Proposed solution - implementation So far we have given a short description of the problem and the proposed solution as well as an example for the operation of handling individual modifications in a file. These translate relatively well into practice with a few exceptions. This part of the paper presents the implementation details and introduces two; slightly more complex operations that are needed to handle changes in files: deleting and adding
elements. First, a general overview of the three operations is presented. This is followed by a more detailed presentation of the individual processes and algorithms that make up these operations. The first difference between the proposed mathematical model and the implementation arises from the fact that files cannot always be divided into rows of equal length to form a matrix; therefore most files will have an incomplete last row. In the mathematical model, this can easily be overcome by padding the file with 0s; however this would be wasteful in practice. Because of this, all algorithms that we present deal with non-padded files. The second difference also stems from the desire to make the operations more effective. We store and transmit the coded differences using a compressed form. To make this feasible, we transform the way data is represented. Deleting elements: Deleting is the process of removing an arbitrary number of elements from arbitrary locations in the original data. The basic idea is to signal deletions with the 0 value in M0, then performing the modification operation. However, implementation-wise there are aspects that make it differ significantly from this. A general overview is shown on Figure 10. First, the original data is remapped and transformed.
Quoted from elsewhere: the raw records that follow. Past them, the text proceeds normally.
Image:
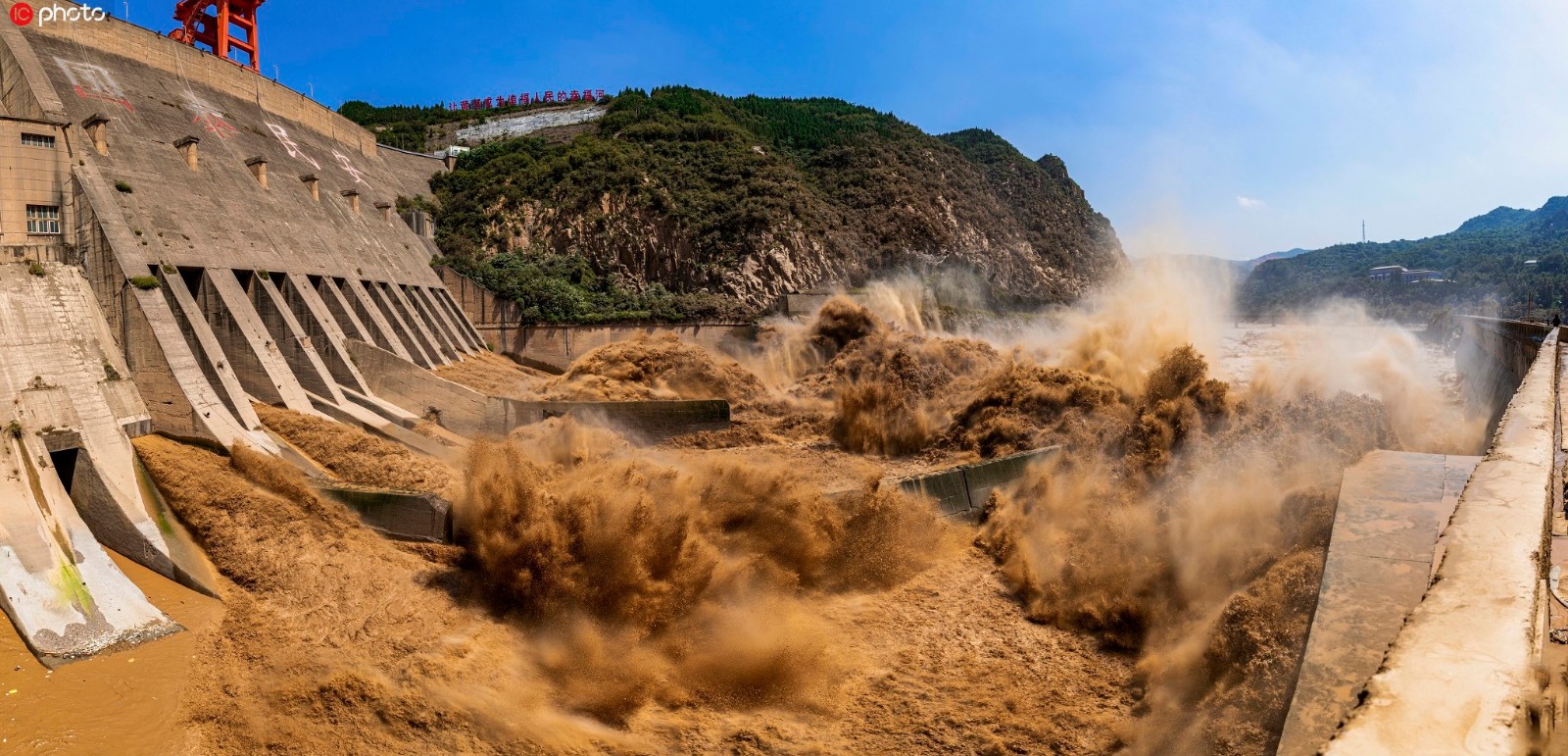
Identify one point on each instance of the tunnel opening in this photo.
(65, 465)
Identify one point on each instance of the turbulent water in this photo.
(760, 590)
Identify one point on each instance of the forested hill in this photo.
(1484, 262)
(681, 203)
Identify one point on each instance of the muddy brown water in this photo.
(122, 703)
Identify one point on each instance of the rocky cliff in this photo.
(681, 191)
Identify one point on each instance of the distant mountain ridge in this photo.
(682, 204)
(1509, 261)
(1236, 267)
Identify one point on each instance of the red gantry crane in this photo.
(223, 26)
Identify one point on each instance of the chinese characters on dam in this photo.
(529, 99)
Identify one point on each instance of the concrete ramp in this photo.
(68, 478)
(1393, 509)
(60, 588)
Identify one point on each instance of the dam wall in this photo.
(469, 413)
(179, 237)
(68, 478)
(234, 230)
(556, 347)
(1494, 358)
(1468, 670)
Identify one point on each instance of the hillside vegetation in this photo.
(1484, 262)
(687, 204)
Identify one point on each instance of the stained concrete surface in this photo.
(1393, 507)
(1462, 674)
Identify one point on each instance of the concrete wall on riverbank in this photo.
(556, 347)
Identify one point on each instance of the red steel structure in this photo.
(224, 26)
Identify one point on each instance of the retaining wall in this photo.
(469, 413)
(1494, 358)
(266, 219)
(402, 515)
(963, 491)
(1463, 675)
(557, 347)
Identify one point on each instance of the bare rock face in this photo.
(755, 198)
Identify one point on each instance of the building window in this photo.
(43, 220)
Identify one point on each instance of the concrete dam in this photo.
(182, 238)
(179, 238)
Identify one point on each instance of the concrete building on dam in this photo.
(180, 237)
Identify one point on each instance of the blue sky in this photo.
(1220, 127)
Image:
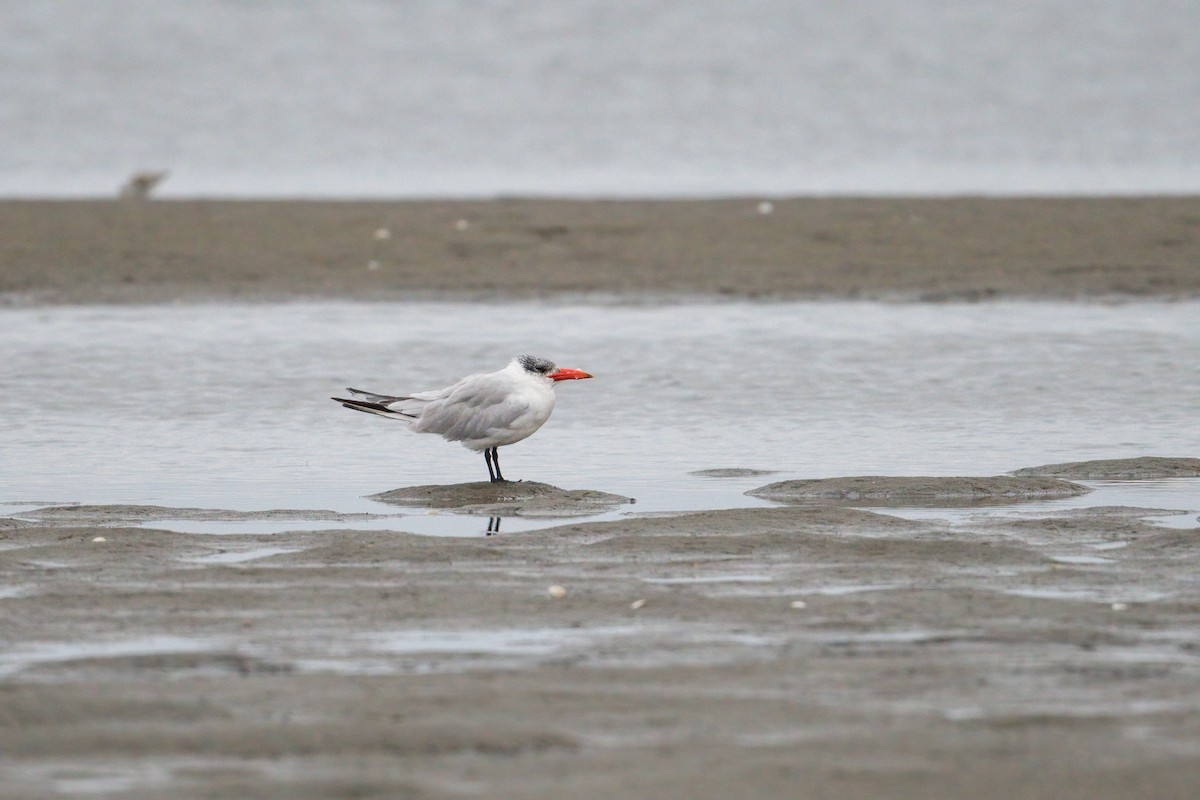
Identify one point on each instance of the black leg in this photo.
(487, 458)
(496, 459)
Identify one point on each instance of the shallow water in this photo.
(227, 407)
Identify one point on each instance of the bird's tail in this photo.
(397, 408)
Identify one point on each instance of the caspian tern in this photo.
(483, 411)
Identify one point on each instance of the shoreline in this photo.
(57, 252)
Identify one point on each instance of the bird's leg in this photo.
(496, 459)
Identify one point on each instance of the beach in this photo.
(967, 248)
(823, 647)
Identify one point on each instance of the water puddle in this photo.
(682, 417)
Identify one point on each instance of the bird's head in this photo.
(547, 368)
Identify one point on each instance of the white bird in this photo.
(483, 411)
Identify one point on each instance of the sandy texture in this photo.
(1119, 469)
(801, 651)
(928, 248)
(507, 498)
(904, 491)
(808, 650)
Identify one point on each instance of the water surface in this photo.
(227, 405)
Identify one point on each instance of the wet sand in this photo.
(132, 251)
(805, 650)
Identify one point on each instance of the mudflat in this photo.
(805, 650)
(114, 251)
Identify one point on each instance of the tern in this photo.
(483, 411)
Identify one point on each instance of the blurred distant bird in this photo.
(139, 185)
(483, 411)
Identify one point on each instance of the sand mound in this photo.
(1119, 469)
(511, 498)
(919, 491)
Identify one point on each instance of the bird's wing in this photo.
(474, 408)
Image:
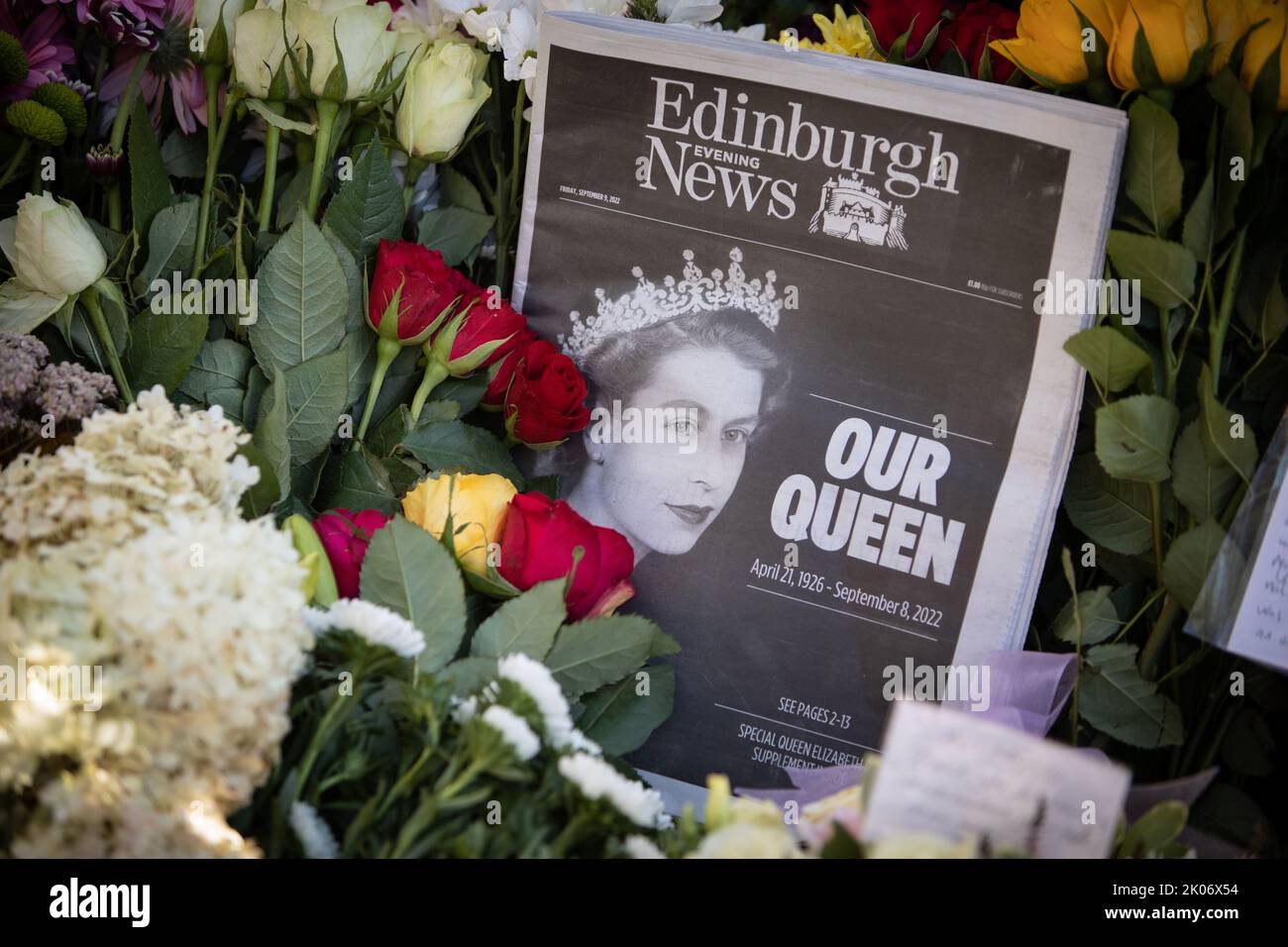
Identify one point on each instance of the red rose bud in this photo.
(412, 291)
(902, 26)
(477, 337)
(346, 536)
(970, 33)
(546, 399)
(502, 371)
(537, 544)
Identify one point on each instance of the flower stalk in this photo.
(123, 116)
(327, 112)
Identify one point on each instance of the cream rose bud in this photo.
(342, 30)
(445, 90)
(217, 21)
(51, 247)
(259, 53)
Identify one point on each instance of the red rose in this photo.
(537, 543)
(546, 399)
(892, 18)
(478, 337)
(502, 371)
(971, 30)
(413, 282)
(346, 536)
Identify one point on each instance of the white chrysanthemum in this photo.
(370, 621)
(539, 684)
(124, 474)
(514, 729)
(313, 832)
(642, 847)
(597, 780)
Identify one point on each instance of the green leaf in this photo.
(1199, 224)
(1151, 170)
(1133, 437)
(357, 482)
(454, 232)
(265, 495)
(316, 395)
(1096, 612)
(458, 189)
(269, 436)
(1189, 560)
(356, 320)
(1166, 269)
(171, 241)
(1109, 357)
(469, 676)
(1117, 701)
(1249, 744)
(1112, 513)
(162, 346)
(619, 719)
(303, 299)
(219, 365)
(455, 446)
(150, 184)
(184, 155)
(1203, 488)
(1154, 830)
(599, 651)
(411, 573)
(1234, 145)
(1220, 445)
(279, 121)
(526, 624)
(369, 206)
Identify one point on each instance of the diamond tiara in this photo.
(649, 304)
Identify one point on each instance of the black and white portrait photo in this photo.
(683, 373)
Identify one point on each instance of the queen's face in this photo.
(662, 496)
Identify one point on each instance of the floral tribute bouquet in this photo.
(262, 389)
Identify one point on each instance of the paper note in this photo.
(956, 775)
(1261, 624)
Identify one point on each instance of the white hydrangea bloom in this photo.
(642, 847)
(313, 832)
(514, 729)
(124, 474)
(370, 621)
(597, 780)
(748, 840)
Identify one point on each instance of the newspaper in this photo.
(825, 412)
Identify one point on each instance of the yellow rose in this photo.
(1231, 21)
(1048, 44)
(1266, 42)
(478, 502)
(1158, 38)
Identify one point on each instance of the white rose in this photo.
(51, 247)
(259, 53)
(445, 90)
(336, 30)
(217, 21)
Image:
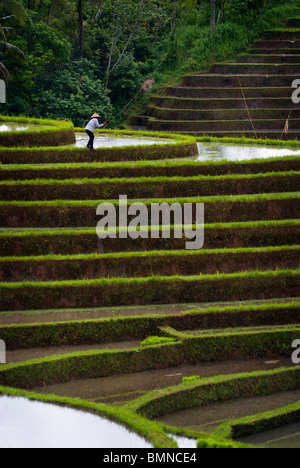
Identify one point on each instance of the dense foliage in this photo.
(123, 42)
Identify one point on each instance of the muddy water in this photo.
(13, 127)
(38, 353)
(217, 152)
(31, 424)
(80, 314)
(44, 316)
(184, 442)
(123, 388)
(283, 437)
(210, 417)
(111, 141)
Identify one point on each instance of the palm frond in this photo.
(13, 51)
(2, 33)
(4, 73)
(53, 6)
(17, 10)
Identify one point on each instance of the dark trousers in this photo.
(91, 140)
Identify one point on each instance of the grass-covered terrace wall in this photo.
(47, 133)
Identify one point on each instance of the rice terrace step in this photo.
(132, 324)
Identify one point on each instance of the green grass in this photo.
(182, 279)
(114, 329)
(153, 254)
(251, 141)
(260, 422)
(156, 180)
(46, 125)
(150, 164)
(151, 431)
(215, 389)
(213, 199)
(41, 232)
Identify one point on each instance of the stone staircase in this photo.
(215, 103)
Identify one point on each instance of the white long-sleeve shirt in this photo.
(93, 124)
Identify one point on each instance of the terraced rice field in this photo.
(213, 103)
(75, 309)
(161, 339)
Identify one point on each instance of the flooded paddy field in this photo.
(226, 152)
(284, 437)
(32, 424)
(21, 355)
(210, 417)
(120, 389)
(110, 141)
(66, 315)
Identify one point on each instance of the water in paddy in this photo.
(21, 355)
(216, 152)
(42, 316)
(17, 127)
(118, 389)
(31, 424)
(210, 417)
(283, 437)
(112, 141)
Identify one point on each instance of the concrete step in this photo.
(232, 125)
(256, 69)
(217, 80)
(168, 102)
(293, 23)
(222, 114)
(277, 44)
(283, 34)
(275, 51)
(222, 93)
(193, 128)
(269, 58)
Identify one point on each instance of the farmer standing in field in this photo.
(91, 127)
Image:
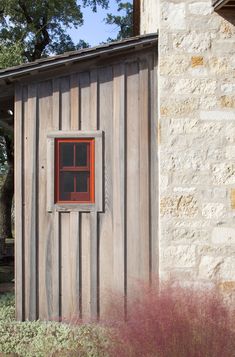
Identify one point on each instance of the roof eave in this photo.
(219, 4)
(10, 74)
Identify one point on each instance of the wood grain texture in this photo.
(30, 224)
(70, 260)
(65, 106)
(133, 179)
(46, 244)
(154, 169)
(119, 209)
(144, 171)
(74, 93)
(19, 158)
(106, 219)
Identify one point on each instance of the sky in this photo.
(94, 30)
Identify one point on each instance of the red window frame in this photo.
(78, 197)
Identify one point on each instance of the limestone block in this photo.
(223, 235)
(208, 102)
(232, 197)
(230, 133)
(197, 61)
(227, 29)
(189, 235)
(217, 115)
(195, 86)
(163, 182)
(230, 152)
(179, 205)
(173, 65)
(219, 65)
(192, 42)
(192, 177)
(213, 210)
(227, 269)
(200, 72)
(200, 8)
(184, 126)
(227, 101)
(178, 107)
(228, 88)
(173, 16)
(224, 46)
(183, 256)
(209, 267)
(223, 173)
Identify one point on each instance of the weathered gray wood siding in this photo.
(68, 264)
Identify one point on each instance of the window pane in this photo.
(81, 154)
(82, 182)
(66, 185)
(67, 154)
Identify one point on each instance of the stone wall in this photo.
(149, 16)
(197, 143)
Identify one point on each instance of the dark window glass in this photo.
(82, 181)
(66, 184)
(81, 154)
(67, 154)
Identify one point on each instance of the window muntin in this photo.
(74, 171)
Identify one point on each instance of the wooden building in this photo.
(86, 177)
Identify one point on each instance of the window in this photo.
(75, 170)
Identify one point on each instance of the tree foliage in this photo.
(123, 22)
(33, 29)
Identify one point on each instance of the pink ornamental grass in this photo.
(174, 322)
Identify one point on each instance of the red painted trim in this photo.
(85, 197)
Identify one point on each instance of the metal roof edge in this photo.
(217, 4)
(77, 56)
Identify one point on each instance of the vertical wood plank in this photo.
(133, 184)
(19, 158)
(55, 236)
(144, 171)
(86, 265)
(70, 264)
(119, 180)
(47, 253)
(106, 219)
(65, 106)
(94, 264)
(74, 92)
(30, 239)
(94, 259)
(69, 235)
(85, 236)
(66, 289)
(75, 216)
(154, 169)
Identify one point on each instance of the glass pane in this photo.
(81, 154)
(66, 154)
(82, 182)
(66, 185)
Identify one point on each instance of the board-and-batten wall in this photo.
(70, 263)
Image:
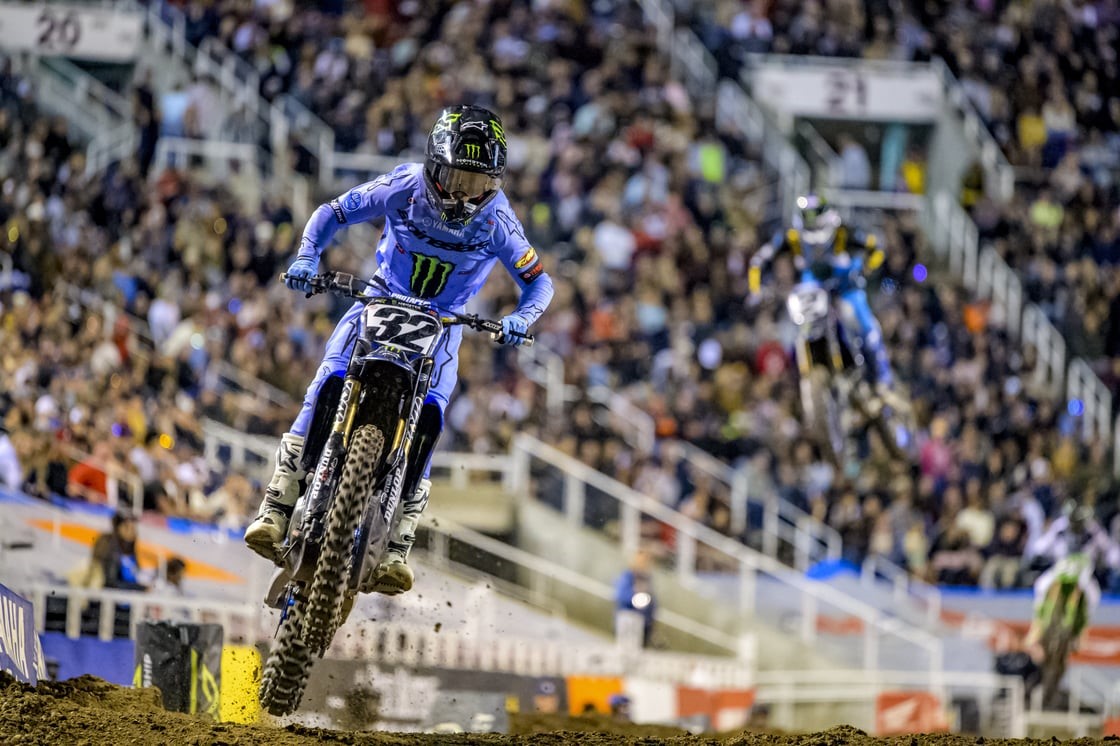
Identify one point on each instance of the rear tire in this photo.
(327, 595)
(1057, 644)
(827, 417)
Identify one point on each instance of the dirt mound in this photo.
(87, 711)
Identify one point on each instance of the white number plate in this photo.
(401, 327)
(808, 304)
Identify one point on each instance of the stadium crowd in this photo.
(647, 216)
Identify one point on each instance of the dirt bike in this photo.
(834, 393)
(356, 456)
(1062, 622)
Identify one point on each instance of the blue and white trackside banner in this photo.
(20, 653)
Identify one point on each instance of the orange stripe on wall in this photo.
(148, 553)
(591, 691)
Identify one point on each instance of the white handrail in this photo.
(690, 534)
(836, 686)
(421, 646)
(568, 577)
(217, 155)
(240, 621)
(953, 234)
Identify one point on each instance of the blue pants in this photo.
(339, 346)
(860, 323)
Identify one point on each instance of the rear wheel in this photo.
(327, 595)
(1057, 644)
(824, 412)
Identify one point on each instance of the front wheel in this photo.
(327, 596)
(288, 664)
(310, 621)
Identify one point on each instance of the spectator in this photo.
(87, 479)
(171, 583)
(954, 561)
(11, 473)
(1004, 556)
(976, 519)
(114, 553)
(634, 598)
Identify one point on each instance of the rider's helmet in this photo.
(817, 221)
(464, 162)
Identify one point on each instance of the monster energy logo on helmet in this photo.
(464, 162)
(429, 276)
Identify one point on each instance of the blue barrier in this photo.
(105, 659)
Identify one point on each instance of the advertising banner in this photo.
(20, 653)
(70, 30)
(903, 712)
(855, 91)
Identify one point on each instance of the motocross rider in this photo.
(833, 255)
(1075, 540)
(447, 222)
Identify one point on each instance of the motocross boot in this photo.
(393, 575)
(267, 532)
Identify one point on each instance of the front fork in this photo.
(307, 524)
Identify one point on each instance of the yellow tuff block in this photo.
(241, 679)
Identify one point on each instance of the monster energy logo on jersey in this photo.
(498, 132)
(429, 276)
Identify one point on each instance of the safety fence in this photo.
(955, 238)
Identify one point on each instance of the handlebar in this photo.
(343, 283)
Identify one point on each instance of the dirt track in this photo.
(89, 711)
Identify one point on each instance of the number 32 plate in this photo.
(401, 327)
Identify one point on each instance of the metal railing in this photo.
(997, 168)
(543, 574)
(692, 537)
(239, 86)
(240, 621)
(216, 156)
(419, 645)
(101, 115)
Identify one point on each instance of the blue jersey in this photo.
(421, 255)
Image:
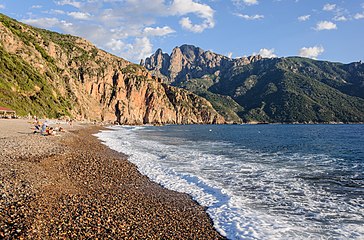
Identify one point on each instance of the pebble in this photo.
(74, 187)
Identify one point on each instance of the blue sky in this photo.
(133, 29)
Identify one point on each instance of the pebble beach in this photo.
(70, 186)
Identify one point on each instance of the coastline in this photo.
(72, 186)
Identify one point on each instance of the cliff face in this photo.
(252, 89)
(188, 62)
(49, 74)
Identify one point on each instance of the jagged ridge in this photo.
(52, 75)
(267, 90)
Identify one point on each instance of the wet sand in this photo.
(72, 187)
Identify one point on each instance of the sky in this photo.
(134, 29)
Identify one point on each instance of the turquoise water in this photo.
(259, 181)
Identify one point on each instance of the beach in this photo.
(71, 186)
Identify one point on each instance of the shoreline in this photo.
(73, 186)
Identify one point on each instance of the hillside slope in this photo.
(48, 74)
(289, 90)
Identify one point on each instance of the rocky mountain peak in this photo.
(188, 61)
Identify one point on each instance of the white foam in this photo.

Based on this and a vector of deleted indexes Del, the changed data Mt0 r is calculated. This is then used to calculate the difference. It is possible to calculate the difference without creating the deleted data by only modifying the removed elements individually in ^M T r, as all other values are 0. Encoding and applying the difference and decoding are identical to the previous operation. Following this the matrix is transformed back. A mask Del (a vector of the indices of the deleted elements) of the deleted elements is created. This is applied after unmapping to actually remove the deleted elements.